The text’s position against “naturepa” is a critique of so-called Green wash They are widely used by capitalist firms, accompanied by consumer segmentation, massive marketing campaigns and a (capitalized) network of social and environmental certifications. In Alice Kwaltusky’s reading, the question is individual (to the consumer) where the problem is “lack of science” and the solution is “scientific” education. In this approach, “natcherba” will be a mark as meaningless as it is in gourmet products. In contrast, Gerd Sparovic and Andre Degensgen did not design “Naturba” as a method of green bleaching, but as a means of combating the evils caused by the mistreatment of capitalist companies after the Green Revolution. This certification would be a positive intervention, as it would favor recognized good practices.

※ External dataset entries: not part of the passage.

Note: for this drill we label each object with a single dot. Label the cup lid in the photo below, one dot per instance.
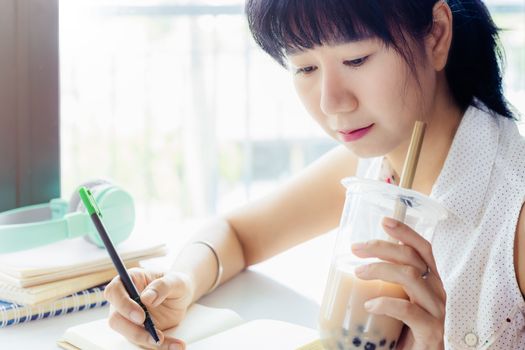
(386, 195)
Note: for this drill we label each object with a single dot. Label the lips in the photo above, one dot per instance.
(355, 134)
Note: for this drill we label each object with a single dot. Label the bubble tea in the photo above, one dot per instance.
(343, 322)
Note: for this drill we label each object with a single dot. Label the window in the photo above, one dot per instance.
(176, 104)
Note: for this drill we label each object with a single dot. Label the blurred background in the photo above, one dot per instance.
(173, 101)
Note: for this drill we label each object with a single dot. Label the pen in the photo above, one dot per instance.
(96, 214)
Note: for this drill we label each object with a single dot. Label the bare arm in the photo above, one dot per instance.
(519, 251)
(308, 205)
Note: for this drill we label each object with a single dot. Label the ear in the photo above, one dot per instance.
(439, 40)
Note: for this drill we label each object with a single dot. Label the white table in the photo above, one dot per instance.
(287, 287)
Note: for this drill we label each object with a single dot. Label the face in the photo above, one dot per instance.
(363, 94)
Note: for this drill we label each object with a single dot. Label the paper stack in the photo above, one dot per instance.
(63, 277)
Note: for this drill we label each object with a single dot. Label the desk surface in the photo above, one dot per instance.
(287, 287)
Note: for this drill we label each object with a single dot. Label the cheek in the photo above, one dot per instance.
(310, 98)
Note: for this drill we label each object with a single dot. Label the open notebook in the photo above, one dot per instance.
(203, 328)
(70, 258)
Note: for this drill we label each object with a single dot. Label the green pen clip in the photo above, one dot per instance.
(89, 201)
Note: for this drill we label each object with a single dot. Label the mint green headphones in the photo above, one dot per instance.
(42, 224)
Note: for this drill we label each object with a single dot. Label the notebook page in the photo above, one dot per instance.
(72, 254)
(259, 335)
(200, 322)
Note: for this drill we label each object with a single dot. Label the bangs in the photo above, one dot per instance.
(282, 27)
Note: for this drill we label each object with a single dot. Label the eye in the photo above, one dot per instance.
(305, 70)
(357, 62)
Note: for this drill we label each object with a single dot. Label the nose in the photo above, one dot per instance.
(336, 96)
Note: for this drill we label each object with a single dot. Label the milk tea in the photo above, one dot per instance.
(344, 323)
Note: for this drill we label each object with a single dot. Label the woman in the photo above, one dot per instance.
(366, 71)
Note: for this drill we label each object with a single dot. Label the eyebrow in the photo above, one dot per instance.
(294, 50)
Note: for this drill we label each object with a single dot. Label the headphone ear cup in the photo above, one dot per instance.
(118, 213)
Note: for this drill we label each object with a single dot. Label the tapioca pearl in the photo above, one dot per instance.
(370, 346)
(356, 341)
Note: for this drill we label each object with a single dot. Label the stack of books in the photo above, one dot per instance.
(63, 277)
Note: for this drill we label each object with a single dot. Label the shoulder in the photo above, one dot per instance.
(519, 250)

The contrast is evident here. The first text tends to solve the greenwashing problem through an individual response, while the second text proposes an institutional solution through approved practices. None of them touch the key point: Food and all practices related to production (including institutional organization) and distribution (including quality labels) present food as a commodity. This is the structural problem. Techniques are mastered through scientific knowledge, producing techniques to increase the efficiency of food commodity production restricted to capitalist forms of production and distribution. If filtered in this way, both texts are considered a defense of the sciences and a critique of capitalism. But, be careful, in order to achieve an individualized healthy and environmentally sustainable diet, we cannot limit ourselves to scientific education, institutional certification, or abstract universal rights. The criticism of “Natureba” is, at its roots, a criticism of food commodities, a special form of capitalist production. Overcoming them depends on overcoming capitalist social forms. Only then can food be produced and distributed as a social need that everyone must have.
Pedro Henrique Giuliano Nardelli He is Associate Professor at Lappeenranta Lahti Technological University (Finland), where he leads the research group on electronic physical systems. He is also a Research Fellow at the Academy of Finland and holds the title of ‘Teacher’ from the University of Oulu (Finland). He earned his PhD in Electrical / Telecommunications Engineering in a double diploma between the University of Oulu and Campinas State University.